Milano, 18 gennaio 2026 – Il grasso beige, una particolare forma di tessuto adiposo nascosta dentro il più comune grasso bianco, potrebbe diventare un alleato sorprendente nella lotta contro la pressione alta e le malattie cardiovascolari. Lo rivela uno studio pubblicato su Science da un gruppo di ricercatori della Rockefeller University di New York, che ha osservato il fenomeno nei topi. A guidare la ricerca è Paul Cohen, che spiega come attivare questo tipo di grasso – capace di bruciare calorie e produrre calore, proprio come il più noto grasso bruno – possa migliorare la salute dei vasi sanguigni, anche in presenza di obesità.
Grasso beige, un guardiano silenzioso della pressione
I dati raccolti dal team americano mostrano che il tessuto adiposo beige non si limita a immagazzinare energia: aiuta a tenere sotto controllo la pressione del sangue. Nei topi a cui è stata tolta la proteina Prdm16, essenziale per formare il grasso beige, è stato osservato un cambiamento anomalo nel tessuto attorno ai vasi sanguigni e un aumento della pressione arteriosa, anche senza obesità. “Quando manca il grasso beige, l’ambiente nei vasi cambia e questo favorisce l’ipertensione”, spiega Cohen.

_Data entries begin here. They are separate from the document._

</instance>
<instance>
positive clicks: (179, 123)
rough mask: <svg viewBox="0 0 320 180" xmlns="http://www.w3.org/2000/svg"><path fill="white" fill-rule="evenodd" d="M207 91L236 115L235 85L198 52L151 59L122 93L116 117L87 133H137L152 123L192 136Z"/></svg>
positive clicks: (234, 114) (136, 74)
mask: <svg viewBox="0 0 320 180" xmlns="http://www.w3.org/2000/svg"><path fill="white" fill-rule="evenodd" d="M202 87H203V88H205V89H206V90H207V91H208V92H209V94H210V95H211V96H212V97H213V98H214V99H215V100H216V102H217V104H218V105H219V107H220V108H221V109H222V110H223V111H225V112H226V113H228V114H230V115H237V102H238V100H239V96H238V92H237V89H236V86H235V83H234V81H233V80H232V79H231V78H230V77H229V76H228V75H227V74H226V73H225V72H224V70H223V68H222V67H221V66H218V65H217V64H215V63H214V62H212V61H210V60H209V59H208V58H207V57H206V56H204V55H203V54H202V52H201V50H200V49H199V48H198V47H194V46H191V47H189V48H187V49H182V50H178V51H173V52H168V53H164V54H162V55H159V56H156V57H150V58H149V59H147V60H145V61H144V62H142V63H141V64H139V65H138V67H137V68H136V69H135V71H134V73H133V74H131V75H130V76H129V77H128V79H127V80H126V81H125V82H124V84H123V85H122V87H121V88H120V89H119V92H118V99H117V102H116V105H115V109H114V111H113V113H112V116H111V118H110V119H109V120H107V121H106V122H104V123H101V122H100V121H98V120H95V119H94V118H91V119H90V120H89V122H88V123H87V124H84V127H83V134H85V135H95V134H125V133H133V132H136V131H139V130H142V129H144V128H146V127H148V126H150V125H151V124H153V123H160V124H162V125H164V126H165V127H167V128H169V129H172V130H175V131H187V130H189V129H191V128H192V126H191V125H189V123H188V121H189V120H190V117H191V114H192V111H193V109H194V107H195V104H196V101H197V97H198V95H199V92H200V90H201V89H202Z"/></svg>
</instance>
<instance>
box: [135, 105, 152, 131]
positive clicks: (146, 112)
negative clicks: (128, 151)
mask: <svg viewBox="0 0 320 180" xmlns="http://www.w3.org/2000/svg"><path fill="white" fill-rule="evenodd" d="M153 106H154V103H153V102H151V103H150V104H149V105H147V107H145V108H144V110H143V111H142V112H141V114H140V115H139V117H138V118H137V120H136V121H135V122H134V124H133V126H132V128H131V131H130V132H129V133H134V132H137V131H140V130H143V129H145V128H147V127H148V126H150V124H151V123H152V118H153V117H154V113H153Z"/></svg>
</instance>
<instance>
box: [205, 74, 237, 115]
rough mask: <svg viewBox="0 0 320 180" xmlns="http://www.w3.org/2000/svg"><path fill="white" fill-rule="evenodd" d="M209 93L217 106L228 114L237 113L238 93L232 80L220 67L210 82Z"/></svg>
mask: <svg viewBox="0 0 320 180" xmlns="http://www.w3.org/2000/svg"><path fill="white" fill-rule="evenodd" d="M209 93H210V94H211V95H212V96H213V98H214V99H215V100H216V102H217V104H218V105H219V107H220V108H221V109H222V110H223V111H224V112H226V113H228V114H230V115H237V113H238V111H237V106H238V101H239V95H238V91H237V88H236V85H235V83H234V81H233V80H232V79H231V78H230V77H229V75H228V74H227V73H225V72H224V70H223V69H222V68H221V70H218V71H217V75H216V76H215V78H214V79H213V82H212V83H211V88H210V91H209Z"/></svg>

Come si attiva il grasso beige e cosa può significare per la cura
Il grasso beige nasce dal grasso bianco in risposta a stimoli come il freddo, l’esercizio fisico o alcune sostanze chimiche. Gli scienziati pensano che terapie capaci di attivare questo tessuto possano diventare un nuovo modo per abbassare il rischio di malattie cardiovascolari anche nell’uomo. Ricordano che la pressione alta è tra le cause principali di infarto e ictus, oltre a essere un rischio per la morte prematura. “Non conta solo quanto grasso si ha, ma che tipo di grasso”, sottolinea Cohen, che mette in luce l’attenzione crescente verso la qualità dei diversi tessuti adiposi.

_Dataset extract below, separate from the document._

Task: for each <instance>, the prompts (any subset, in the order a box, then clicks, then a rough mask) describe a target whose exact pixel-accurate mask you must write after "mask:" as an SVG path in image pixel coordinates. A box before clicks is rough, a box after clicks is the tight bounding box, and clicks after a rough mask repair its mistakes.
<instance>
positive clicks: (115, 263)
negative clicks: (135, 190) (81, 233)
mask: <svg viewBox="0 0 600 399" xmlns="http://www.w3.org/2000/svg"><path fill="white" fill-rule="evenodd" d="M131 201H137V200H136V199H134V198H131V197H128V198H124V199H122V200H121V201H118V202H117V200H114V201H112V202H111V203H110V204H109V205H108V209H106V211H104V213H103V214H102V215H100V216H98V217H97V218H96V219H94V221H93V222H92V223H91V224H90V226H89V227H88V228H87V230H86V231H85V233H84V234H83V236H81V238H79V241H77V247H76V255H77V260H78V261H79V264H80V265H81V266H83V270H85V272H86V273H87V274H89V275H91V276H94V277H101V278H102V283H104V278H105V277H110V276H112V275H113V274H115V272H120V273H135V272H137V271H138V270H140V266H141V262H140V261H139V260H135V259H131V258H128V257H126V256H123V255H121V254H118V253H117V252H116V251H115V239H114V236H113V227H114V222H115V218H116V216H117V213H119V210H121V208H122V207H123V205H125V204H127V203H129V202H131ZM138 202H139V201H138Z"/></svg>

Il legame con i geni e cosa significa per gli esseri umani
Per capire se i risultati sui topi potessero valere anche per noi, il gruppo della Rockefeller University ha analizzato tre grandi banche dati genetiche. Hanno guardato da vicino il gene Prdm16, già conosciuto per il suo ruolo nella formazione del grasso beige. Alcune varianti di questo gene, secondo lo studio, sono legate a valori più alti di pressione sanguigna negli esseri umani. Un indizio importante, anche se – come sottolineano gli autori – servono ancora altre ricerche per capire meglio i meccanismi e testare possibili cure.
Un nuovo fronte per la prevenzione del cuore
L’idea che il grasso beige possa diventare un obiettivo per la terapia apre nuove strade nella prevenzione delle malattie cardiovascolari. Oggi, per tenere a bada l’ipertensione, si usano farmaci e si cambia stile di vita. In futuro, far trasformare il grasso bianco in beige potrebbe affiancare queste strategie. “Siamo solo all’inizio”, ammette Cohen, “ma i dati dicono che agire su questo tessuto può fare bene ai vasi sanguigni”. Nel frattempo, restano validi i consigli di sempre: mantenere un peso sano, muoversi regolarmente e mangiare in modo equilibrato.

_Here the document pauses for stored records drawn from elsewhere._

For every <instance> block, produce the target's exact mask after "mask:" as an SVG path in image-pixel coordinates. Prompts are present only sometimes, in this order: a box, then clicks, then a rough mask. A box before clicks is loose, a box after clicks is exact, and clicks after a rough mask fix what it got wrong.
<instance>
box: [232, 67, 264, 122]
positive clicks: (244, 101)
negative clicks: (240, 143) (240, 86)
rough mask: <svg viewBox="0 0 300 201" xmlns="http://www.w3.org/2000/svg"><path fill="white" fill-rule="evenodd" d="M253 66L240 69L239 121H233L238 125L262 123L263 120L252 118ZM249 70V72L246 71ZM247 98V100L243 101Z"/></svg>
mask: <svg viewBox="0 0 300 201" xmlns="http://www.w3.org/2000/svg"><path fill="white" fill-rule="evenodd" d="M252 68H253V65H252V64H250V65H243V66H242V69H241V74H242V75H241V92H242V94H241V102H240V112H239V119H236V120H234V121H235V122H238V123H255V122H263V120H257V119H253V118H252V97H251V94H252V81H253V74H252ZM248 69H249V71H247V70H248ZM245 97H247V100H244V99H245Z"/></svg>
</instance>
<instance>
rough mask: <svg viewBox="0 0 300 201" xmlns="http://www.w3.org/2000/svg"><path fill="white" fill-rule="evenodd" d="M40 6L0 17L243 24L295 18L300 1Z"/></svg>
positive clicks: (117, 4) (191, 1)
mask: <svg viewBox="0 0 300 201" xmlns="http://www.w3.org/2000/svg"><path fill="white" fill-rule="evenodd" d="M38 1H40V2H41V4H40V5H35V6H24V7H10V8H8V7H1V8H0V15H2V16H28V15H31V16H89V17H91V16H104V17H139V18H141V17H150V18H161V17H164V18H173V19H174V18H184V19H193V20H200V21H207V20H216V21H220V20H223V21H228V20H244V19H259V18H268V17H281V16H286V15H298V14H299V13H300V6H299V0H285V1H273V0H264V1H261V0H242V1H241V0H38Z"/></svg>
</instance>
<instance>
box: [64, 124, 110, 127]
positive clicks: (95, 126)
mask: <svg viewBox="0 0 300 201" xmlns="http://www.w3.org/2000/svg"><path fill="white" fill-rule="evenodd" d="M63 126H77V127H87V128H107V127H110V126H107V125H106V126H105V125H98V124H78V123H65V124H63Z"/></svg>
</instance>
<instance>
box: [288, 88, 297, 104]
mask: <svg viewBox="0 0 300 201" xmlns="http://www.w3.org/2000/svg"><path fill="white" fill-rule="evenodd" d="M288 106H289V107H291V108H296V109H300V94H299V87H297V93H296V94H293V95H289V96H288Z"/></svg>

Cosa ci aspetta dalla ricerca
Gli scienziati della Rockefeller University vogliono ora studiare il ruolo del grasso beige in modelli animali più simili all’uomo e capire se eventuali farmaci siano sicuri. La comunità scientifica segue con attenzione questi sviluppi, consapevole che la battaglia contro le malattie cardiovascolari passa anche dalla scoperta di meccanismi nascosti nel nostro corpo. E proprio nel tessuto adiposo – spesso sottovalutato – potrebbero nascondersi nuove chiavi per difendere cuore e arterie.